Quelle inconscience ! Autrefois, tu n'aurais pas fait ça...
- Mais
si, cela m'arrivait mais tu ne t'en souviens pas. Tu crois toujours qu'avant,
c'était mieux...
- Ton
amour était plus fort, plus démonstratif. Maintenant, il a ses hauts et ses bas, sans
cesse... Ce sont des soubresauts qui annoncent la fin...
- Il y
avait plus de curiosité, plus de peur aussi dans mon
sentiment, mais moins d'amour. De cela, tu ne te rends pas compte, car il te
faut des preuves, des démonstrations...
- Ce
qu'il y a, c'est que je ne supporte pas d'être coupé de toi. Les vacances sont interminables. Et reviennent
toutes les six semaines. La prochaine fois, pars,
au moins tu ne seras pas là, à côté, sans pouvoir me voir... Je préfère encore quand tu es loin.
- Moi, je
ne me sens jamais coupée de toi, où que je sois.
Mercredi
24 févr. Une heure à parler, devant la piste cyclable
- Il
n'est pas né celui qui m'arrachera à toi. Il faudra d'abord m'ôter...
la queue...
- La
queue ? on peut encore s'en passer...
- Le cœur, alors.
- Tu
sais, j'ai rêvé que nous étions allongés l'un contre l'autre, tout habillés sur un petit lit, comme deux gisants. On sonnait à la porte, tu allais ouvrir en remettant en place tes
bretelles et je voyais entrer ma mère, ma sœur, celle qui porte le même
prénom que ta femme, et un enfant
de ma famille.
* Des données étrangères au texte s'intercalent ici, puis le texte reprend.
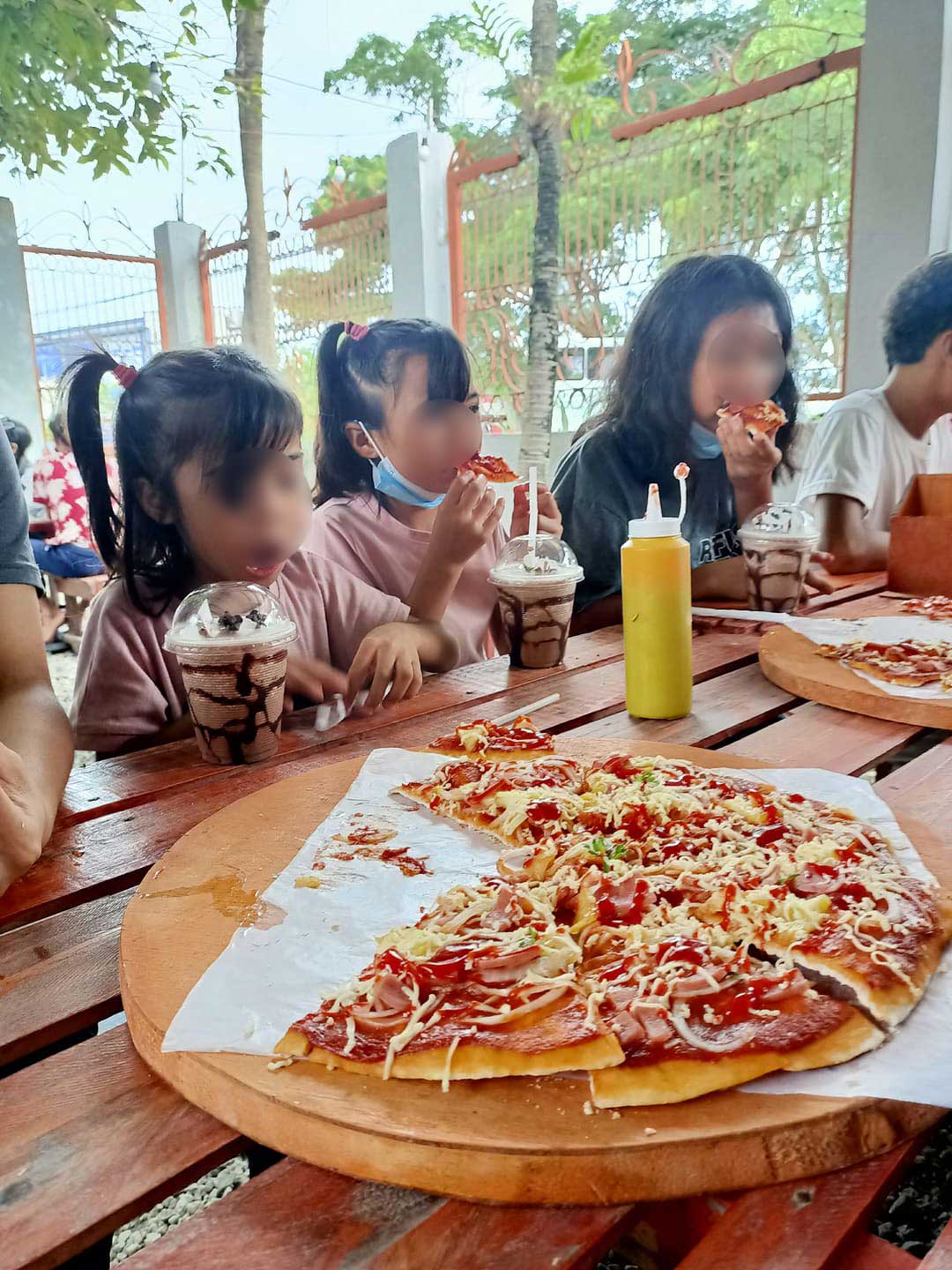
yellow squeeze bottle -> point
(657, 611)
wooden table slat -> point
(822, 736)
(721, 707)
(90, 1138)
(800, 1226)
(58, 975)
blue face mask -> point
(387, 481)
(703, 444)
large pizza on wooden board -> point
(668, 929)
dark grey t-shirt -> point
(17, 564)
(600, 485)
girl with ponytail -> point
(208, 447)
(398, 418)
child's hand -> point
(467, 519)
(387, 655)
(550, 519)
(747, 458)
(20, 819)
(308, 677)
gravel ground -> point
(911, 1215)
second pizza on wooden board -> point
(668, 929)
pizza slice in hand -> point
(493, 467)
(485, 986)
(487, 739)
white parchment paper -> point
(267, 978)
(879, 630)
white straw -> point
(536, 705)
(740, 615)
(533, 508)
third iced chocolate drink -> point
(536, 597)
(778, 542)
(231, 641)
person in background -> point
(36, 747)
(398, 417)
(60, 494)
(210, 456)
(664, 395)
(19, 437)
(874, 442)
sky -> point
(303, 127)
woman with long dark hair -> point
(707, 319)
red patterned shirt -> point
(58, 487)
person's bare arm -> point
(854, 546)
(36, 744)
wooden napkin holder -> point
(920, 539)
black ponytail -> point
(80, 386)
(217, 404)
(354, 380)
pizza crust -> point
(682, 1079)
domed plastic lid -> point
(784, 521)
(228, 615)
(553, 560)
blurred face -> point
(740, 362)
(248, 539)
(424, 439)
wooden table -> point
(90, 1138)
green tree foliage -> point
(770, 179)
(75, 79)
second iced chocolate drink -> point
(231, 641)
(536, 586)
(777, 542)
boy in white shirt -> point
(874, 442)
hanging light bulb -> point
(155, 80)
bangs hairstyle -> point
(355, 378)
(219, 406)
(649, 386)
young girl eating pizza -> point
(398, 421)
(714, 329)
(210, 459)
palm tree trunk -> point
(258, 320)
(544, 314)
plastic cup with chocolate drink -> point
(536, 582)
(777, 540)
(231, 640)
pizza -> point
(519, 738)
(758, 418)
(911, 663)
(669, 929)
(493, 467)
(938, 609)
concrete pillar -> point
(176, 245)
(903, 185)
(417, 215)
(19, 397)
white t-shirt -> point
(861, 450)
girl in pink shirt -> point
(398, 417)
(208, 449)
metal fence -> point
(335, 265)
(764, 169)
(86, 300)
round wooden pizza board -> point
(519, 1140)
(791, 661)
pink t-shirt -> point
(129, 686)
(369, 542)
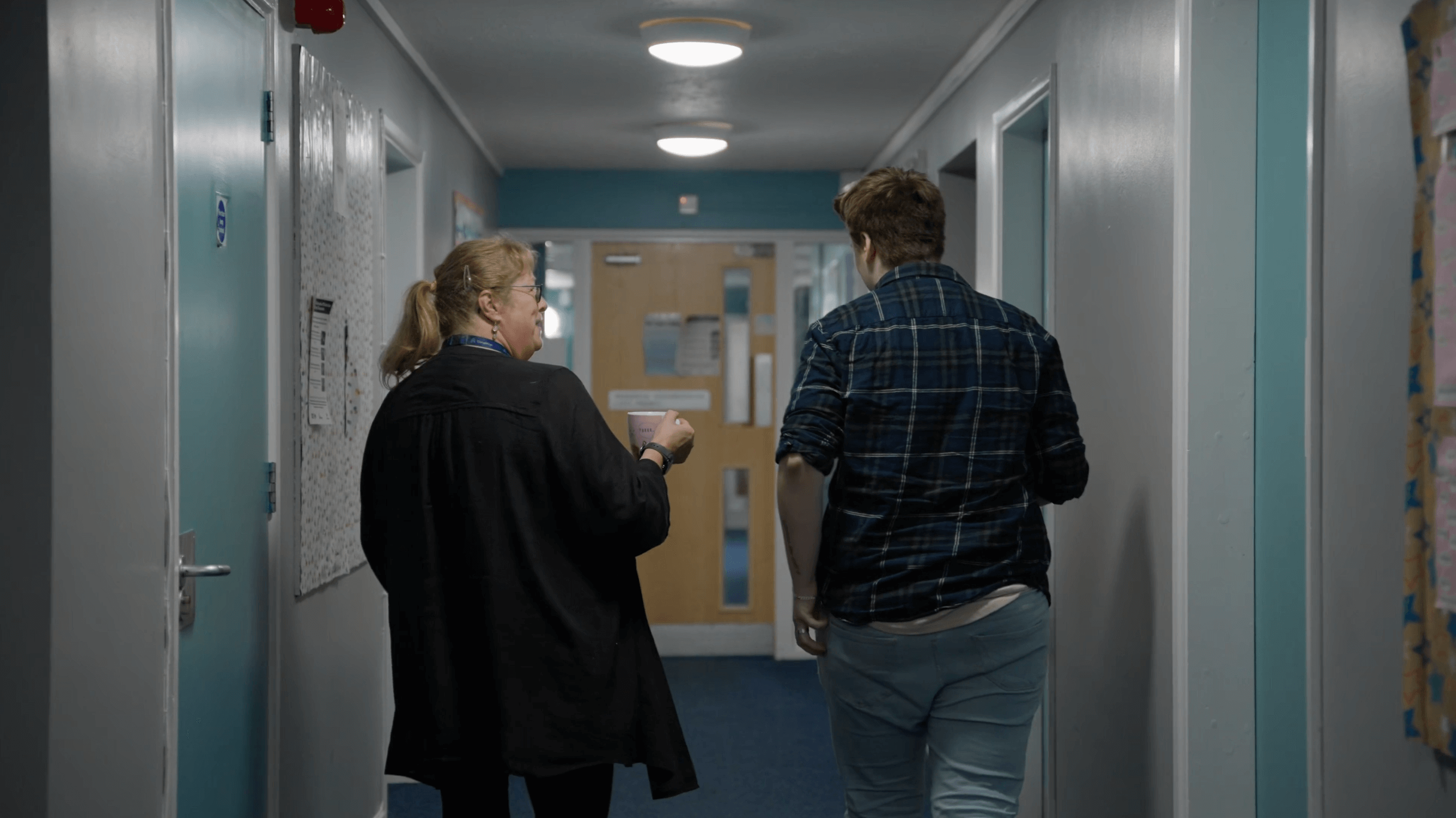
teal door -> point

Tout le monde paraissait surpris de me trouver là mais personne ne posait aucune question. Je disais, malgré tout : "Cet homme, vous ne le connaissez pas mais je
l'aime et il m'aime." C'était dit et ne devait susciter
aucun commentaire. Je savais qu'on venait me voir parce que j'étais mourante. Tu te tenais là,
debout, silencieux. Il y avait une ambiance "Cris et chuchotements",
mais en moins lourd et moins douloureux aussi. C'était
même assez doux.
J'ai pensé à mon réveil qu'il y a de ça entre nous. On se sait
mourant, toi et moi. Les autres le savent aussi bien sûr, mais ils y pensent moins. En tiennent moins compte. Ils
ne font que constater. Et continuer de vivre comme si ils ne savaient pas.
- Il me
tarde de te retrouver. Je vis trop dans l'imaginaire sans toi. Tu es ma seule réalité, je crois.